0x41haz TryHackMe
Difficulty = Easy
Description: In this challenge, you are asked to solve a simple reversing solution. Download and analyze the binary to discover the password. There may be anti-reversing measures in place!
So lets download the binary and reverse it
Checking the file type
┌──(mark㉿haxor)-[~/Desktop/B2B/THM/0x41haz]
└─$ chmod +x 0x41haz.0x41haz
┌──(mark㉿haxor)-[~/Desktop/B2B/THM/0x41haz]
└─$ file 0x41haz.0x41haz
0x41haz.0x41haz: ELF 64-bit MSB *unknown arch 0x3e00* (SYSV)
Hmmm we can’t really see the the file type
Lets use checksec to know get more about the file
┌──(mark㉿haxor)-[~/Desktop/B2B/THM/0x41haz]
└─$ checksec --file=0x41haz
RELRO STACK CANARY NX PIE RPATH RUNPATH Symbols FORTIFY Fortified Fortifiable FILE
No RELRO No canary found NX disabled Not an ELF file No RPATH No RUNPATH No Symbols No 0 0 0x41haz
Ah it shows that it is not an elf file
Now from this we can tell there’s Anti-Reverse Engineering Features
So we need to patch the binary first
To do that we need to set the sixth byte to 01 cause its in 02
That can be done using hexeditor
┌──(mark㉿haxor)-[~/Desktop/B2B/THM/0x41haz]
└─$ hexeditor 0x41haz
File: 0x41haz ASCII Offset: 0x00000000 / 0x0000385F (%00)
00000000 7F 45 4C 46 02 02 01 00 00 00 00 00 00 00 00 00 .ELF............

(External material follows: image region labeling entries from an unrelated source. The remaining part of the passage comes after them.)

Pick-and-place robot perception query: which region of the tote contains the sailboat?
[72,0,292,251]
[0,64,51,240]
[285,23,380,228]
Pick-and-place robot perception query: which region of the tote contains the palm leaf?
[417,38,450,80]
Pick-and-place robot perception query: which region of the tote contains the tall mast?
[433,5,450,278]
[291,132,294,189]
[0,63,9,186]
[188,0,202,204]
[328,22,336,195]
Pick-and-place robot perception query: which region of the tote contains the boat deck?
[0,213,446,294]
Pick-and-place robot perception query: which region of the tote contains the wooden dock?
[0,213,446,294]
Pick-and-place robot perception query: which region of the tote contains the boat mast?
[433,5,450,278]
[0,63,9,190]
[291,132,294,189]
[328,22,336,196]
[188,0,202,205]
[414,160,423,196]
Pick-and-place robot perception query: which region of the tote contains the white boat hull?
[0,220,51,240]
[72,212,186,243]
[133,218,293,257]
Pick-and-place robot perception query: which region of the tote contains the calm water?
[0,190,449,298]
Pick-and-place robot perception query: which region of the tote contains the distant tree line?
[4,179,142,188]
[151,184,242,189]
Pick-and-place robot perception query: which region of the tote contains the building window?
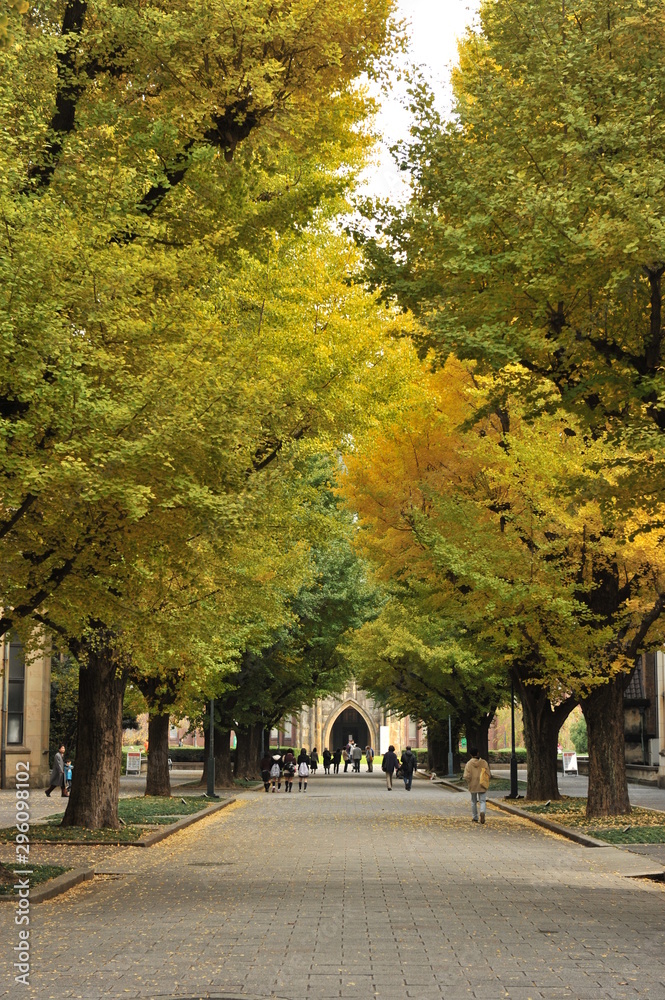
[7,641,25,744]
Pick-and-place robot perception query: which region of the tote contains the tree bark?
[513,673,577,802]
[234,722,261,781]
[581,674,631,818]
[62,640,127,830]
[427,722,448,775]
[464,712,494,760]
[145,712,171,796]
[201,726,233,788]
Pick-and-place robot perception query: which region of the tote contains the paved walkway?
[0,772,665,1000]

00000010 03 00 3E 00 01 00 00 00 80 10 00 00 00 00 00 00 ..>.............
00000020 40 00 00 00 00 00 00 00 60 31 00 00 00 00 00 00 @.......`1......
00000030 00 00 00 00 40 00 38 00 0B 00 40 00 1C 00 1B 00 ....@.8...@.....

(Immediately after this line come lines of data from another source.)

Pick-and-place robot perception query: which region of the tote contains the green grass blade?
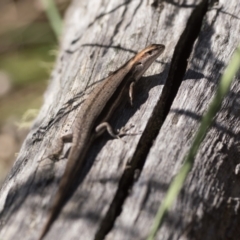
[147,47,240,240]
[42,0,62,39]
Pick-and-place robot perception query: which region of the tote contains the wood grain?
[0,0,240,240]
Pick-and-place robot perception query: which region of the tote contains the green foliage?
[147,47,240,240]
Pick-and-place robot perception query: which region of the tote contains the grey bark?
[0,0,240,240]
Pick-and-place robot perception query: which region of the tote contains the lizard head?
[132,44,165,80]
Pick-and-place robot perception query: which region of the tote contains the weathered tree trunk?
[0,0,240,240]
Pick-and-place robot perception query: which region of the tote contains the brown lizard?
[39,44,165,240]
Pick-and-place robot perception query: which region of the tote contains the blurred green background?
[0,0,70,183]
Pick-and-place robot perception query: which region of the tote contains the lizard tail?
[38,192,66,240]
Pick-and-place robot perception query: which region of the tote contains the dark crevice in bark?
[95,0,208,240]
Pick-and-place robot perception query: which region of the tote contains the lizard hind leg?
[48,133,72,160]
[95,122,134,141]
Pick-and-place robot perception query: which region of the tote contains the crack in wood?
[94,0,208,240]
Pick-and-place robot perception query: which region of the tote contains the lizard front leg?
[129,81,135,106]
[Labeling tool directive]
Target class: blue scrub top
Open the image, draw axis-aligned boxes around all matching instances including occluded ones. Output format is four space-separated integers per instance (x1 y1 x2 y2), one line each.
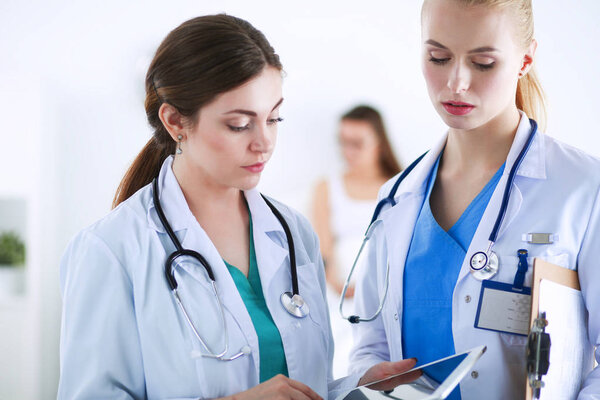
223 209 288 383
402 156 504 399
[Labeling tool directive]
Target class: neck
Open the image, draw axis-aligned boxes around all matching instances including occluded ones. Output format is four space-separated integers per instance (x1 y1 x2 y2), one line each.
173 157 246 220
442 107 520 172
344 162 383 180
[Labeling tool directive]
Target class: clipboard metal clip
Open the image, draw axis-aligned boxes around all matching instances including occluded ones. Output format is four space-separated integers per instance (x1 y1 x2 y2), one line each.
527 312 550 399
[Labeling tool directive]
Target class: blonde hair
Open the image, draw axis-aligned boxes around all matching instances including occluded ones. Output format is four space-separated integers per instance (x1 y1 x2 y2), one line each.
424 0 547 132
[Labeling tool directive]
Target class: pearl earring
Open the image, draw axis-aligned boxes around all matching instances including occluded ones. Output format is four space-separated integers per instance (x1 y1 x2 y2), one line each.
176 135 183 154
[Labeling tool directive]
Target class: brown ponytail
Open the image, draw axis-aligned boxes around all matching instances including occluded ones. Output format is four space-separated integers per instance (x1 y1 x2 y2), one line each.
446 0 547 132
113 14 282 208
516 67 547 132
342 105 401 178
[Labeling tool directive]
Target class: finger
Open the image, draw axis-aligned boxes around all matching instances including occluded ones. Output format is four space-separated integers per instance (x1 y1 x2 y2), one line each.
386 358 417 375
367 370 423 390
288 379 323 400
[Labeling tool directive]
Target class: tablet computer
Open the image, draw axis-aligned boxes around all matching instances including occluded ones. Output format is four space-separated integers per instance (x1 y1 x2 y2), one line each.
336 346 486 400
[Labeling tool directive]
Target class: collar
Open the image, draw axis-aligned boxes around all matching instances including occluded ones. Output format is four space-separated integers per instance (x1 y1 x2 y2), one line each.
244 189 285 241
388 110 546 202
147 156 196 233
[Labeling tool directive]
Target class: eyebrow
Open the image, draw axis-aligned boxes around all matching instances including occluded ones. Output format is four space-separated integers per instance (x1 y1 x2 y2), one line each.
223 97 283 117
425 39 498 54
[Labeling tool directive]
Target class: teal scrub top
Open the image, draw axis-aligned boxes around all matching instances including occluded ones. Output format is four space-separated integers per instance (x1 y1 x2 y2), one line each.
223 210 288 383
402 157 504 400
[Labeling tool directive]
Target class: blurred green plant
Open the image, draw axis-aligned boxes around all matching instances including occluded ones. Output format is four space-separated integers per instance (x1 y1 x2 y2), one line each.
0 232 25 267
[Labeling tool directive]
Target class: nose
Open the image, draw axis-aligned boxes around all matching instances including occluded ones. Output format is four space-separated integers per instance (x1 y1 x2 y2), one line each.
250 124 276 153
448 62 471 93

00000040 06 00 00 00 04 00 00 00 40 00 00 00 00 00 00 00 ........@.......
00000050 40 00 00 00 00 00 00 00 40 00 00 00 00 00 00 00 @.......@.......
00000060 68 02 00 00 00 00 00 00 68 02 00 00 00 00 00 00
Now after patching it here’s how the hex byte should look like
┌──(mark㉿haxor)-[~/Desktop/B2B/THM/0x41haz]
└─$ hexeditor 0x41haz
File: 0x41haz ASCII Offset: 0x00000000 / 0x0000385F (%00)
00000000 7F 45 4C 46 02 01 01 00 00 00 00 00 00 00 00 00 .ELF............
00000010 03 00 3E 00 01 00 00 00 80 10 00 00 00 00 00 00 ..>.............
00000020 40 00 00 00 00 00 00 00 60 31 00 00 00 00 00 00 @.......`1......
00000030 00 00 00 00 40 00 38 00 0B 00 40 00 1C 00 1B 00 ....@.8...@.....
00000040 06 00 00 00 04 00 00 00 40 00 00 00 00 00 00 00 ........@.......
00000050 40 00 00 00 00 00 00 00 40 00 00 00 00 00 00 00 @.......@.......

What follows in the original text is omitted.